清水町のアイヌの歴史①

2024年04月05日

六度 蝦夷地へ来たことは年表にも…

~中学生のためのふるさと歴史読本~

清水町の昔を訪ねて

明治・大正・昭和

~十勝清水郷土史研究会~

①松浦武四郎 宿泊の地

 北海道の名づけ親の松浦武四郎は、この地が蝦夷と呼ばれた時代に、私人として3回、江戸幕府の役人として3回訪れています。

 来道時にはアイヌを案内役に雇い、身振り手振りで意思疎通を交わしてアイヌの言葉を覚えました。

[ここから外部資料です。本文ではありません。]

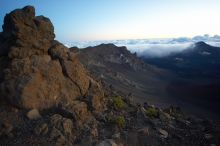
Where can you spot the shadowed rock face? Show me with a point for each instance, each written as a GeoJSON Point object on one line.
{"type": "Point", "coordinates": [40, 71]}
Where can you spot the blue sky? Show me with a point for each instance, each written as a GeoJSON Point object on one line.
{"type": "Point", "coordinates": [124, 19]}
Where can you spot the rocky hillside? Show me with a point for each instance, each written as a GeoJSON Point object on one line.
{"type": "Point", "coordinates": [48, 98]}
{"type": "Point", "coordinates": [125, 72]}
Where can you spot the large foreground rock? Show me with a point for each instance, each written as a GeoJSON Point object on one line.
{"type": "Point", "coordinates": [40, 72]}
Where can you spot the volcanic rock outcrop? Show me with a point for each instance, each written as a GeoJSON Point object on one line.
{"type": "Point", "coordinates": [38, 71]}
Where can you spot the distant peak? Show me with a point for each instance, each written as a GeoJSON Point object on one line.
{"type": "Point", "coordinates": [201, 43]}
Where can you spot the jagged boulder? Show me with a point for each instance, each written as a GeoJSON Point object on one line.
{"type": "Point", "coordinates": [40, 72]}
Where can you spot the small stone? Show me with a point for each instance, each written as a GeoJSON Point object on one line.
{"type": "Point", "coordinates": [56, 120]}
{"type": "Point", "coordinates": [116, 136]}
{"type": "Point", "coordinates": [41, 129]}
{"type": "Point", "coordinates": [107, 142]}
{"type": "Point", "coordinates": [144, 131]}
{"type": "Point", "coordinates": [33, 114]}
{"type": "Point", "coordinates": [6, 129]}
{"type": "Point", "coordinates": [208, 136]}
{"type": "Point", "coordinates": [164, 133]}
{"type": "Point", "coordinates": [67, 126]}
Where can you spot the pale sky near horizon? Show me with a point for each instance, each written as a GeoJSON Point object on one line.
{"type": "Point", "coordinates": [124, 19]}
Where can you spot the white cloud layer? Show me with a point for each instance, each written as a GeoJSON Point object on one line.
{"type": "Point", "coordinates": [153, 47]}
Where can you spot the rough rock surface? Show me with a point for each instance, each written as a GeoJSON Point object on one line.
{"type": "Point", "coordinates": [41, 72]}
{"type": "Point", "coordinates": [40, 75]}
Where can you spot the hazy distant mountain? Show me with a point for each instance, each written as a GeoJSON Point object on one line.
{"type": "Point", "coordinates": [201, 60]}
{"type": "Point", "coordinates": [186, 78]}
{"type": "Point", "coordinates": [125, 72]}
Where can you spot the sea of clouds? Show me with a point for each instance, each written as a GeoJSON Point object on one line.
{"type": "Point", "coordinates": [152, 47]}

 多彩な人で、詳細な絵図や地図を描き、川などの地名の記録・日誌を残しました。

 

 武四郎は、文化15年、伊勢国須川村(現在の三重県松坂市小野江町)に生まれました。彼の家の前を通る「伊勢街道」は、伊勢神宮へと続く道。そこで多くの旅人を見て育ち、見知らぬ土地への憧れを抱いていました。17歳で故郷を飛び出した武四郎は、旅に明け暮れていきます。

 

 安政5年3月、武四郎は幕府の蝦夷地山川取調係として6回目の来道で、飯田豊之助を同行。石狩川を遡り、源流地点から陸路で狩勝を越えて、十勝川に沿って人舞(現在の人舞)に辿り着きます。

 アイヌ酋長(部族長)のアラユクは武四郎一行を歓迎し、一夜の宴を催しました。宿泊の場所は、現在の字人舞13号の岸田氏宅敷地内で「松浦武四郎宿泊之碑」が史蹟として残っています。

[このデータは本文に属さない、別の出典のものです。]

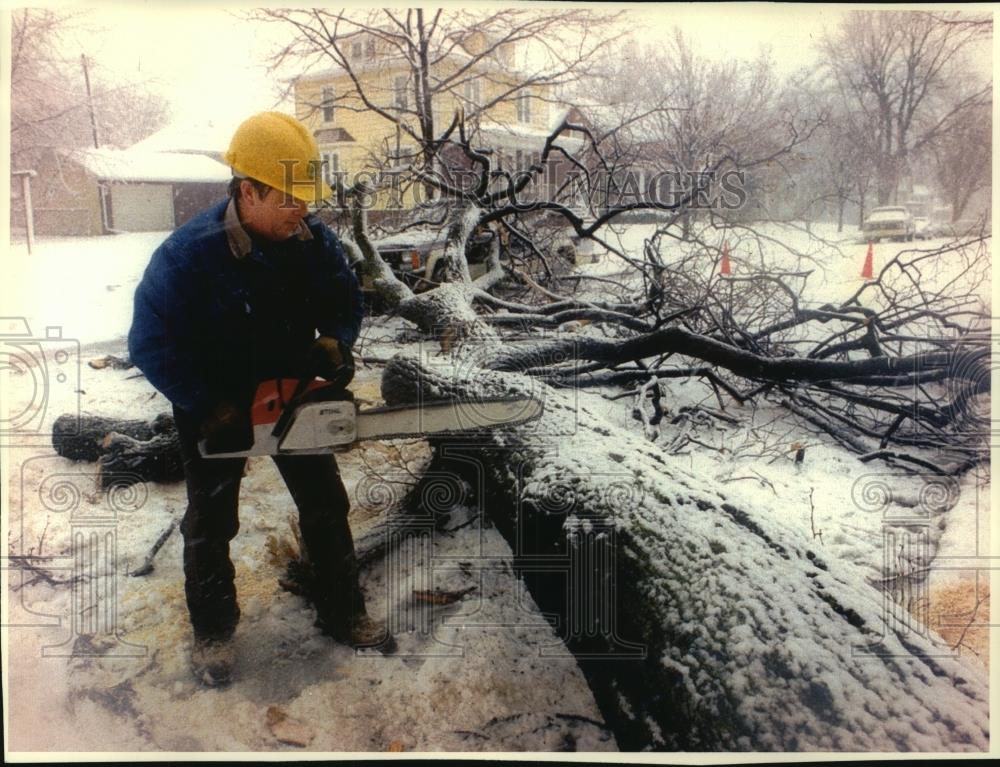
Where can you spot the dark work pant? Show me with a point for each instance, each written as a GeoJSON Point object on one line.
{"type": "Point", "coordinates": [212, 521]}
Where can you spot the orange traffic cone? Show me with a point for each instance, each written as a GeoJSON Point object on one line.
{"type": "Point", "coordinates": [725, 268]}
{"type": "Point", "coordinates": [867, 270]}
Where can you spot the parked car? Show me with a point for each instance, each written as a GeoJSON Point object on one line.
{"type": "Point", "coordinates": [895, 222]}
{"type": "Point", "coordinates": [416, 258]}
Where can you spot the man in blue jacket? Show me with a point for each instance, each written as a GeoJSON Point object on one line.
{"type": "Point", "coordinates": [253, 288]}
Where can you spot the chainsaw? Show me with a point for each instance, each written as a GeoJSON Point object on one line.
{"type": "Point", "coordinates": [311, 416]}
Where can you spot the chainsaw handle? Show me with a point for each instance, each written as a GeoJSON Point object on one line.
{"type": "Point", "coordinates": [289, 409]}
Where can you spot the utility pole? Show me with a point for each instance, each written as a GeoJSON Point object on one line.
{"type": "Point", "coordinates": [90, 99]}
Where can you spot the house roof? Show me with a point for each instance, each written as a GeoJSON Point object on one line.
{"type": "Point", "coordinates": [209, 137]}
{"type": "Point", "coordinates": [137, 165]}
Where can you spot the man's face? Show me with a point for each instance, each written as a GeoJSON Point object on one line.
{"type": "Point", "coordinates": [273, 215]}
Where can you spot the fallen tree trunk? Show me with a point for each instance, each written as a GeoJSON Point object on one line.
{"type": "Point", "coordinates": [700, 625]}
{"type": "Point", "coordinates": [127, 451]}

 当時アラユクは74才で、大型で貫禄のある姿であったと『十勝日誌』に書かれています。また、この頃のニトマフには6戸28人、クッタラウシ(新得町屈足)には8戸43人が居住していた記録があります。

 清水町の先住者は、このアラユク一族のアイヌ民族であり、後にニトマフとクッタラウシのアイヌの人たちは毛根(芽室町)に移住させられています。武四郎はニトマフの後、羽帯(ホネオップ)の丘に立ち、「このあたり雪も早く溶けて気候温暖にして地味豊なり、見渡せば柏木の原始林なり」との記述を残しています。